If you are attempting to get the child through something difficult by singing a silly song, you’re distracting the child, but you are leaning into their need. It’s entirely healthy. If you are avoiding the child’s very need because you don’t want to respond to the child’s need or don’t want to fess up to your own bad behavior, you are gaslighting them. If the child is fully aware of all facts of a situation but just having difficulty and you try to avoid the pain of the reality, this is distraction. If any part of reality is being denied to the child, it is gaslighting. One stems from a highly attentive and loving caregiver. The other stems from a highly entitled jerk of a caregiver who doesn’t want to deal with the situation.

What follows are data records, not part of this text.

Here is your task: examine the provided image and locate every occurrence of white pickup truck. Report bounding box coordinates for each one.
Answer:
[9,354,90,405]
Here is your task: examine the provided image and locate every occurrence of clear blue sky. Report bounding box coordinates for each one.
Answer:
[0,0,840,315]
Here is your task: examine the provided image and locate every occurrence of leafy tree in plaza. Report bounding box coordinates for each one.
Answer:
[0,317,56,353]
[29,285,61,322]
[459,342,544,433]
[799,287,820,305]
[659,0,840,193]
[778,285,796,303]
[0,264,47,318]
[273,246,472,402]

I watch gaslighting behavior more than I like. I watch caregivers say to their child something like “It’s time to get your rain coat on today! We called the sun and he didn’t want to come out so you need your rain coat!” A person should not be surprised when they use such a nonsensical argument that it goes nowhere with a child. It’s very invalidating of the child’s intellect.

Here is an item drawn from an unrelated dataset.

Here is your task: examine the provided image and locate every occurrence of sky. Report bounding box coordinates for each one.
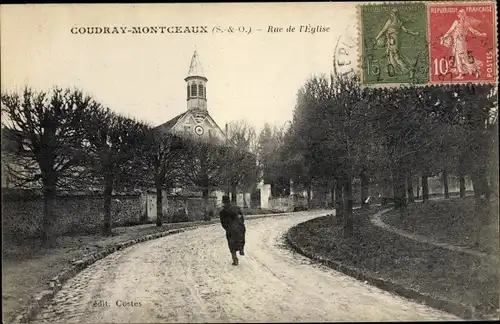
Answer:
[0,3,356,131]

I can’t think of any situation in which a child is fully aware of a situation but simply scared that some amount of emotional comfort isn’t warranted. You would easily do it for a friend. If a child is under extreme duress, it is not “teaching resilience” to let them languish without any “distraction” or other technique. The best parents are sensitive ones (blog to come, by the way). They actively monitor a child. If the child is under duress, a parent responds. That’s what sensitivity is. The child straight up needs emotional support, just like any adult would. We humans help each other in such times of uncertainty. It’s what we do. We need this. “Distraction” can play a role in this. I see no situation in which distracting someone from a known painful situation is a bad thing. I intuitively do it in many situations. When I had to have an MRI, in which I was in an enclosed space that feels like a coffin, I strongly reminded myself that I was not in fact in a coffin. I distracted myself mentally. I got so comfortable, I fell asleep. This is distinctly unlike what many other people tell me how their MRIs went, in which they were terrified the whole time. A few mental and emotional tools go a long way. Stop denying them to children. There is nothing wrong with distraction.
I know “gaslighting” is a strong word, and I intend it to be. I just wrote a book in which I propose that we start taking moral aim at abuse itself. Not at laziness. Not at selfishness. Not at evasion. Abuse. Gaslighting is abuse. As a culture, we are shy to call out abuse as such. We call men who fail their wives in some big way “knuckle heads.” When someone is the victim of abuse, we ask the victim to get louder and stronger in “setting their boundaries,” even though they have been, repeatedly. We almost never ask the abuser to stop being abusive. When I call out inter-personal behavior as abusive, people get all over me about using such a strong word. But, I propose, as a culture, we are terrible at standing up to actual abuse. Our moral paradigms don’t allow for it. This is why I wrote Towards Liberalism: A Challenge to Objectivist Ethics.
At the very least in reading this, I hope you are more aware of gaslighting behavior. And when you see it, yes. Please call it out.